Amazon Shopping Reviews
This repository contains a personal project focused on automating the entire data pipeline, from data ingestion from Kaggle to visualization in Power BI. The primary goal is to automate the entire process, while a secondary objective is to visualize insights.
Description
Project Description: This project aims to automate the entire data pipeline, from daily ingestion of the latest Amazon Shopping Reviews dataset on Kaggle to real-time visualization in Power BI. The dataset includes reviews and ratings of the Amazon Shopping app, which is updated daily.
Objetives
- Primary: Automate the data flow from daily Kaggle updates to Power BI visualization.
- Secondary: Enable real-time data visualization to support data-driven decisions for improving the Amazon app and enhancing the customer experience.
Data
The project will utilize a Kaggle dataset stored in a single CSV file:
- User ID
- User Name
- Comment
- App rating
- Comment date
- Comment time
- App Version

Project Plan:
- Create a SQL Server database to store the data.
- Download the dataset into SQL Server and conduct an exploratory analysis.
- Identify relevant and irrelevant columns.
- Identify null, missing, and duplicate values.
- Develop a Python automation script based on the gathered information.

Key Report Conclusions
Exponential User Growth
- From 2018 (with 918 users) to early 2025 (68,000 users), the growth has been 7453.28%.
- This increase is attributed to the rising demand for online shopping and improvements in the applications.
Evolution of Reviews and Their Impact
- Over time, the number of reviews has increased due to multiple factors, such as logistics advancements and user trust in the delivery service.
- The projected trend indicates that reviews will continue to rise with 99% confidence, according to the Exponential Smoothing (ETS) model in Power BI.
Application Quality
- Measured by the Avg Score. If an application has a score above 3, it is considered of good quality.
- There are fluctuations in quality, such as a drop in the average score in November, which may indicate app failures or user preference for previous versions.
Differences Between "Best App" and "Most Popular App"
- "Best App": The application with the highest score based on user reviews.
- "Most Popular App": The one with the highest number of users.
- In 2019, 2021, and 2022, these metrics did not match, suggesting that the most widely used app is not always the highest-rated.
User Rating Trends
- The majority of reviews are critical, while opinions where the app met expectations rank second.

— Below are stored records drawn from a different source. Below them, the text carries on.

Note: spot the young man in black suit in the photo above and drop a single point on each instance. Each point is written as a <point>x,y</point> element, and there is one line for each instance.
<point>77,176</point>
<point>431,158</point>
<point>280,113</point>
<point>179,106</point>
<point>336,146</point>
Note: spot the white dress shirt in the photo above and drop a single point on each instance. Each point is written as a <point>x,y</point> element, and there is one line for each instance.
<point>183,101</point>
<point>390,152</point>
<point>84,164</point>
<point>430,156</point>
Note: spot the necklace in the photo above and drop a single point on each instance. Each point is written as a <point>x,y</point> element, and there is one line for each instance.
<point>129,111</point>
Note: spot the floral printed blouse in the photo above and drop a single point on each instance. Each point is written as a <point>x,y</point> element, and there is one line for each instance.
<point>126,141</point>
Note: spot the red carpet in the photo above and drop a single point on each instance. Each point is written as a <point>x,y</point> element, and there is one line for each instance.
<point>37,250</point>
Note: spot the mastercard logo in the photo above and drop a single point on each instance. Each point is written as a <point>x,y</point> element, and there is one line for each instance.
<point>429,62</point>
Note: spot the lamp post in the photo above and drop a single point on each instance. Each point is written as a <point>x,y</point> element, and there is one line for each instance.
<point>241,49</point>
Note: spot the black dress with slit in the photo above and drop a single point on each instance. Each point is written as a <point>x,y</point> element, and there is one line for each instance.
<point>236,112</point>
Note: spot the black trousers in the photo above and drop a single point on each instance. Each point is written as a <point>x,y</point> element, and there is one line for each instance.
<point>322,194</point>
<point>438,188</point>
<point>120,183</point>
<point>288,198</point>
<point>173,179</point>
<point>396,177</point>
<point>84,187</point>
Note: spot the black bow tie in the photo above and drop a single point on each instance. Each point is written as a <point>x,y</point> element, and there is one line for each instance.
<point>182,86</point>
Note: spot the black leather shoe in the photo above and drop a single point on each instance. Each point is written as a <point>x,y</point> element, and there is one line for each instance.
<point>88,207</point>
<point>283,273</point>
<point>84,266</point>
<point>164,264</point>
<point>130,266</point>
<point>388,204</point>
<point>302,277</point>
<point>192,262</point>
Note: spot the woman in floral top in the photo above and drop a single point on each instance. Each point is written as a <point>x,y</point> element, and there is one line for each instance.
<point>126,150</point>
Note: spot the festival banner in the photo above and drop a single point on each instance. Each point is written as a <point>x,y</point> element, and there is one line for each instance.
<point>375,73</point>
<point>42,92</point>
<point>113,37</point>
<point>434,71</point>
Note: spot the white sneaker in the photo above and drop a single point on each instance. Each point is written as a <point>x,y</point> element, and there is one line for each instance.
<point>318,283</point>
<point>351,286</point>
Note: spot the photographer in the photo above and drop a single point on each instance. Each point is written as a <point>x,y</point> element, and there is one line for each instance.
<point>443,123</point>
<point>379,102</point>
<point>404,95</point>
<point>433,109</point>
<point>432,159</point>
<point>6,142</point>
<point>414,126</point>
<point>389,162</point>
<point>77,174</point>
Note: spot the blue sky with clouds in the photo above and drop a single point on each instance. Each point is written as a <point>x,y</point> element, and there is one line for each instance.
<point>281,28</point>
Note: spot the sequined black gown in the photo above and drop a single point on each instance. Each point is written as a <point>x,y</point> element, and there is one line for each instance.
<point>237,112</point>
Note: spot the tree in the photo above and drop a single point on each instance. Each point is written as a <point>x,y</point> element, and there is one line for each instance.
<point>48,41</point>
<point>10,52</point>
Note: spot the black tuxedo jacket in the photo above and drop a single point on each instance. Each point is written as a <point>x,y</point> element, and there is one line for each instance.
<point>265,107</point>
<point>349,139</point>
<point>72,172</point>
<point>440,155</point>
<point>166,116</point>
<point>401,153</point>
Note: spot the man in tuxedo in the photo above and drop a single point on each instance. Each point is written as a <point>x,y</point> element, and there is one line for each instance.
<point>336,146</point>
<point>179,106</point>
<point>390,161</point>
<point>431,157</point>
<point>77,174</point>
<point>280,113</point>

- Ratings of 2, 3, and 4 stars are indistinct, indicating that users tend to polarize their opinions (either very positive or very negative).
Logistics and Customer Experience
- Improvements in traceability, delivery time, and product condition have strengthened user trust in online shopping.

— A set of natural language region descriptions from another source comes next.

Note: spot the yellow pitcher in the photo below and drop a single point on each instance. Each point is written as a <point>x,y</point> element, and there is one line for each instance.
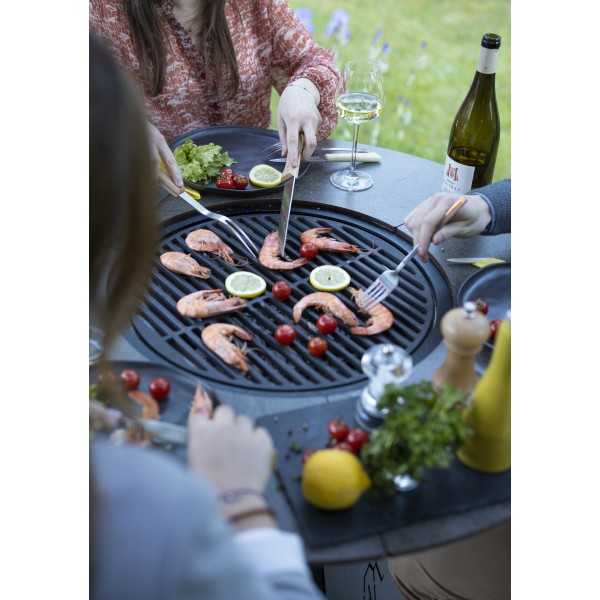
<point>488,449</point>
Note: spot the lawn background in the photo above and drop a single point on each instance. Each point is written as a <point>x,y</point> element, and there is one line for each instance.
<point>430,49</point>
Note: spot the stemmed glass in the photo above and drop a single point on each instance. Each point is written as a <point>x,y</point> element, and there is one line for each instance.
<point>361,102</point>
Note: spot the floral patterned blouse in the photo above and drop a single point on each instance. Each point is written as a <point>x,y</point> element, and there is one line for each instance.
<point>272,46</point>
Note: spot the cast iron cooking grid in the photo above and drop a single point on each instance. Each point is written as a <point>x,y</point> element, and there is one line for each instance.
<point>421,297</point>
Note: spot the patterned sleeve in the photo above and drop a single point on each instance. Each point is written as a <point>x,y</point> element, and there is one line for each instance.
<point>296,56</point>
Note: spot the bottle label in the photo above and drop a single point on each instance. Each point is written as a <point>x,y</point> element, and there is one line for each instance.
<point>488,57</point>
<point>458,178</point>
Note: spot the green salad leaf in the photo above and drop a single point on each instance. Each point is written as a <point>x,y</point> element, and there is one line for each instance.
<point>201,164</point>
<point>423,428</point>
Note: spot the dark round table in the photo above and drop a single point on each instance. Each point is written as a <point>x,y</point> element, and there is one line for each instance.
<point>401,182</point>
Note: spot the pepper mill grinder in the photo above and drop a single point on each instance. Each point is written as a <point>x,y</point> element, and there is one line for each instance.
<point>465,330</point>
<point>383,364</point>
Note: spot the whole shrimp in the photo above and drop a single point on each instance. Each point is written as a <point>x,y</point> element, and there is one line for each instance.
<point>178,262</point>
<point>325,243</point>
<point>380,317</point>
<point>217,338</point>
<point>208,303</point>
<point>269,255</point>
<point>328,303</point>
<point>204,240</point>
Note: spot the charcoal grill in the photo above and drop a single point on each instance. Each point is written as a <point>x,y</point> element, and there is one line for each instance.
<point>159,331</point>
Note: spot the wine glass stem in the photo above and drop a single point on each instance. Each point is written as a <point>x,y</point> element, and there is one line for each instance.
<point>354,147</point>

- This has driven both user growth and the number of reviews.
Top Applications
- The best-rated application achieved a score of 7100.
- The most commonly used versions in the market are Version 28.
Final Conclusion
The report clearly shows the evolution of Amazon applications, driven by increasing online shopping demand and trust in delivery services. A strong relationship is observed between user growth, review volume, and application quality perception. In the future, the trend suggests that both user numbers and reviews will continue to rise.